Nathaniel Lawson, DMD, PhD, assistant professor, and director of the Division of Biomaterials at the University of Alabama Birmingham School of Dentistry, has a similar take. He thinks temporary cement falls into 2 major types: ZONE and resin-based temporary adhesives.
Generally, Dr Lawson explains, ZONE cement is cheaper but less esthetic (white opaque) and less retentive. On the other hand, Dr Lawson says resin cement is more esthetic because it can be transparent or tooth-colored.
"Sometimes a ZONE cement will be visually apparent through a thin temporary or at the margin," Dr Lawson says.
While the idea that cement might not retain a temporary as well as another sounds like a nonstarter for the non-retentive cement, Dr Lawson explains that it depends on the situation. So, have both options available depending on the circumstances and the prep.
"Sometimes less retention is good as you don't want to struggle to get a temporary cement off, but other times more retention is good because you don't want your temps falling off," Dr Lawson says. "It depends on how retentive the prep is."
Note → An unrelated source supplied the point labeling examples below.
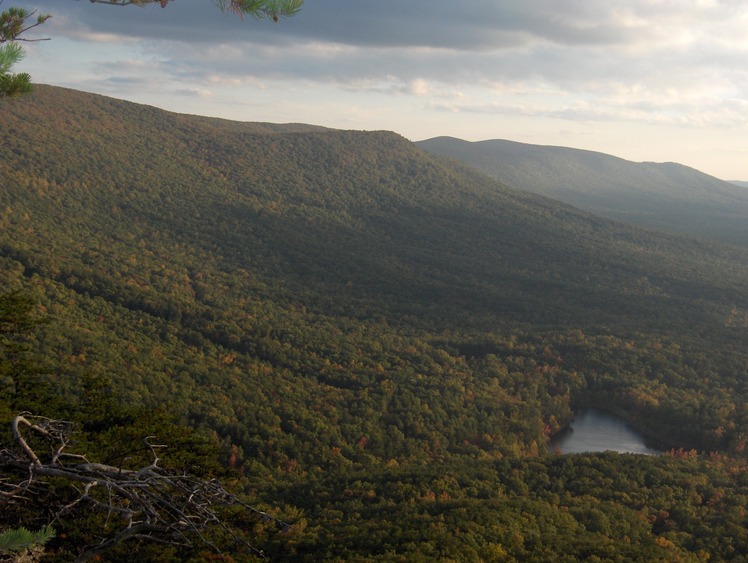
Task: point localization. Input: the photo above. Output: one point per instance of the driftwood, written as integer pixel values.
(152, 503)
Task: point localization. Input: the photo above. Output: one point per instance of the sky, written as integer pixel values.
(645, 80)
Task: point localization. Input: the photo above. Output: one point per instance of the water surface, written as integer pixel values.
(595, 430)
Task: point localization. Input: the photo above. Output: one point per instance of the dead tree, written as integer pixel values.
(152, 503)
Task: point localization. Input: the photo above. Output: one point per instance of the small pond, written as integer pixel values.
(595, 430)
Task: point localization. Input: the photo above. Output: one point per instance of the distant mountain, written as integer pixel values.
(665, 196)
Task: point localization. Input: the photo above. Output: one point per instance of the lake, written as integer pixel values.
(595, 430)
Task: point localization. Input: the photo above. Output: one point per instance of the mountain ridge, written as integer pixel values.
(665, 196)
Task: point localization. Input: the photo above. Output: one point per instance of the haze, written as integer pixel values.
(643, 80)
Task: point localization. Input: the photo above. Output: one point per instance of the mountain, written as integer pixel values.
(665, 196)
(381, 342)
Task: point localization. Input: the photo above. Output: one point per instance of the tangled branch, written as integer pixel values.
(153, 503)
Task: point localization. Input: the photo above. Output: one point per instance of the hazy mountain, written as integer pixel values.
(665, 196)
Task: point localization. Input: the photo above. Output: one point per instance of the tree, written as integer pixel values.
(13, 23)
(258, 9)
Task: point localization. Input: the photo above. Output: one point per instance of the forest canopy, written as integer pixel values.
(372, 344)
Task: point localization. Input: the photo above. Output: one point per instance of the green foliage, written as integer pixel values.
(376, 344)
(665, 196)
(21, 539)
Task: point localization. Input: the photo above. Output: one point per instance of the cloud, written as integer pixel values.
(664, 62)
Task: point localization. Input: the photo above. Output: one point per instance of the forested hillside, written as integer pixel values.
(377, 343)
(665, 196)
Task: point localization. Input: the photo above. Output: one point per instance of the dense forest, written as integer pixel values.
(666, 196)
(370, 344)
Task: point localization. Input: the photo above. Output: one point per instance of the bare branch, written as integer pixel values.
(155, 503)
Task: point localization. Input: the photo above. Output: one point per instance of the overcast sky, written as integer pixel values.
(654, 80)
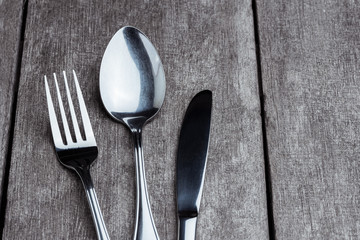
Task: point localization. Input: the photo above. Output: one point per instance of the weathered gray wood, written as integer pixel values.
(310, 67)
(203, 45)
(10, 23)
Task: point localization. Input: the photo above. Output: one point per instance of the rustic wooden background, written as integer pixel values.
(284, 151)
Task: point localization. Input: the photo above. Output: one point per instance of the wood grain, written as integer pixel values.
(310, 54)
(203, 45)
(10, 24)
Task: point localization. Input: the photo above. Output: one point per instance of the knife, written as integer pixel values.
(191, 162)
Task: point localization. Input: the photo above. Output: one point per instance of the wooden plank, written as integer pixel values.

Some Other Considerations When Choosing Temporary Cement
In a study published in the Journal of Clinical and Experimental Dentistry, researchers found that thermocycling significantly affected the retention values of temporary cement (except for Temp-Bond™ Clear, KaVo Kerr). Also, the researchers found that dual-cure cement showed higher retention values after thermocycling, making them suitable for cases with short or convergent tooth stumps where restoration retention could be compromised. This finding is consistent with previous research that included thermocycling.1
Also, the researchers recommended dual-cure cement for anterior teeth when definitive restoration involves partial or complete coverage due to their translucency and retention capacity. By contrast, self-curing cement is suitable for the posterior sector and anterior sector restoration with metal-ceramic restorations where cement with eugenol can be used as adhesive cementation of the definitive prosthesis is not required.1
Also, where the cement ends after debonding the provisional might be an essential part of a clinician's decision process; researchers found more cement remaining on the restoration when dual-cure cement was used, ironically often preferred for easy extraoral cleaning. By contrast, self-curing cement tended to stay on the teeth.1
However, clinicians should avoid dual-cure cement when planning to use the immediate dentin sealing technique. There are indications that the resin could potentially bond with the temporary cement.1
The main goal of temporary cementation is to provide sufficient prosthesis retention and sealing while ensuring clinicians can easily remove cement when it's time. So, when deciding which temporary cements to choose as a permanent resident of your inventory, be sure you have different options for specific cases that can adapt to the unique needs of your restorative case.